As alarming as it is to admit, Goodreads reports that I have read more than 150 of these books since I started using that site in 2009. My interest in this sport, widely and perhaps rightly regarded as a trashy and prurient spectacle by some of its highbrow critics, betrays my own rural and low-culture origins, but that’s an insufficient explanation for why I spent four hours of adult life reading the autobiography of Dewey “The Missing Link” Robertson. Or five hours reading Bill Watts’ The Cowboy and the Cross.

It was “source work,” I kept assuring myself. It’d serve as the basis for a future project of some sort. How, exactly? As the basis for a monograph that addressed the history of professional wrestling in a thematic manner, with chapters on race, class, masculinity, etc.? Oh sure, that’d be the “hook” for solicitation letters sent to scholarly presses, on account of how no extant single-author work treats the subject in that way. But there was something else I wanted to know: what were all of these authors doing in their memoirs? Why were they cataloging all this naïve history?

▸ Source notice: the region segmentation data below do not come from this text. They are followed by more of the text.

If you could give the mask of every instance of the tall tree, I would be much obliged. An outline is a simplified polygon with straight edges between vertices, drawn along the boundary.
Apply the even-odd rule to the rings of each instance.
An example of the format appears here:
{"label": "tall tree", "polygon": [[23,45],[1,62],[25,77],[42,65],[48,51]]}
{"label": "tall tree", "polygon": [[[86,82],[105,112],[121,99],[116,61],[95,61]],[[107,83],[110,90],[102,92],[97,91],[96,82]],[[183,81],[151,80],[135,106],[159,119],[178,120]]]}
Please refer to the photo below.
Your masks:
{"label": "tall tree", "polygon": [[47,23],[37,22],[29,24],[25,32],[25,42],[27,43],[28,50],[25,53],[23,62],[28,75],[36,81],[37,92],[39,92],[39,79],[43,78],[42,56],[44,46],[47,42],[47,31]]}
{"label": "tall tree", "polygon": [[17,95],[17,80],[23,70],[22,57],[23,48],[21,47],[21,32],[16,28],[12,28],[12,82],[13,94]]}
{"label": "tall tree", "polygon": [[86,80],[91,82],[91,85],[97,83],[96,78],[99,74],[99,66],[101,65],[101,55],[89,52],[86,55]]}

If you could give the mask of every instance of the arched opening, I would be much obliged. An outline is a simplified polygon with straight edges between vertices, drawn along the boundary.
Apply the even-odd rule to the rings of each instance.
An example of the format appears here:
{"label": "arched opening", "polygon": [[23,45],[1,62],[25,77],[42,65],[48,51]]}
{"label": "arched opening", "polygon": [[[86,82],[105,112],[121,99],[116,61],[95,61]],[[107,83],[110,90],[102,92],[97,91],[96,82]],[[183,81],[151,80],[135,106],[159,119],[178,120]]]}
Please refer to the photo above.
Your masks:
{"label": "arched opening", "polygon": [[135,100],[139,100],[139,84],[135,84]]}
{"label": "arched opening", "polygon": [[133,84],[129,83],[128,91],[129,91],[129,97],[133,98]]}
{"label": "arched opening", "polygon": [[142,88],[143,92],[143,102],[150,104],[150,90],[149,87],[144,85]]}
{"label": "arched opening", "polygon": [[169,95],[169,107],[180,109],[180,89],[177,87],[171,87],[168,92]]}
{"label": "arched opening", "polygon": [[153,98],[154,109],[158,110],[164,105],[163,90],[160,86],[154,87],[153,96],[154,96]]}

A book such as Tony Atlas’ Too Much…Too Soon does address the issue of racism in the sport, and Jody “The Assassin” Hamilton’s The Man Behind the Mask contains racist content, but neither offers a fraction of the insight on that subject that can be found in a few paragraphs of George Schuyler’s uproarious Harlem Renaissance satire Black No More; then again, one wouldn’t expect them to. Rather, what emerges following a long immersion in this material is a profound fascination with the competing claims made by the wrestlers who produced it.

Each wrestler attempts to “put himself over” (i.e., to come off looking good) at the expense of his fellows—much as he did during his working career. To Jody Hamilton, Tony Atlas was a lazy and undisciplined worker. To Atlas, Hamilton was an old-school Southern racist. Dozens of autobiographies address the notoriously brutal and ingenious Mid-South wrestling promoter “Cowboy” Bill Watts, an ex-Oklahoma football player regarded as a hero to some, a jerk by most, and “double tough” by everyone (most notably Watts himself, who uses his autobiography to confess to innumerable crimes, including ripping out someone’s eyeball and eating a human ear, in the course of his stock Christian redemption narrative).

If I were to organize this material into a manuscript suitable for publication, I’d do it a disservice. To make it “useful,” I’d have to impose on it an order “from above.” Tony Atlas and Jody Hamilton will be quoted for specific purposes, their words removed from the context of the narratives that Scott Teal compiled for them. The amateur historians who took it upon themselves to write chronicles of various wrestling promotions will suffer a similar fate. They merely wanted to preserve the record of a specific match or storyline; now excerpts from their work will have to stand in for something ostensibly greater and more significant.

Everyman doesn’t, as Becker tells us, make his history out of whole cloth, but rather out of the factual fragments that surround and rush past him. What he fastens firmly in the front of his mind and what we professional historians would like him to remember are two very different things. Tony Atlas would have you remember him as a wrestling star, and I would have you treat him as a couple of disembodied sentences in my monograph. This is, admittedly, an insoluble problem for those of us engaged in ransacking the grab-bag of history. Yet ransack we must, because we can.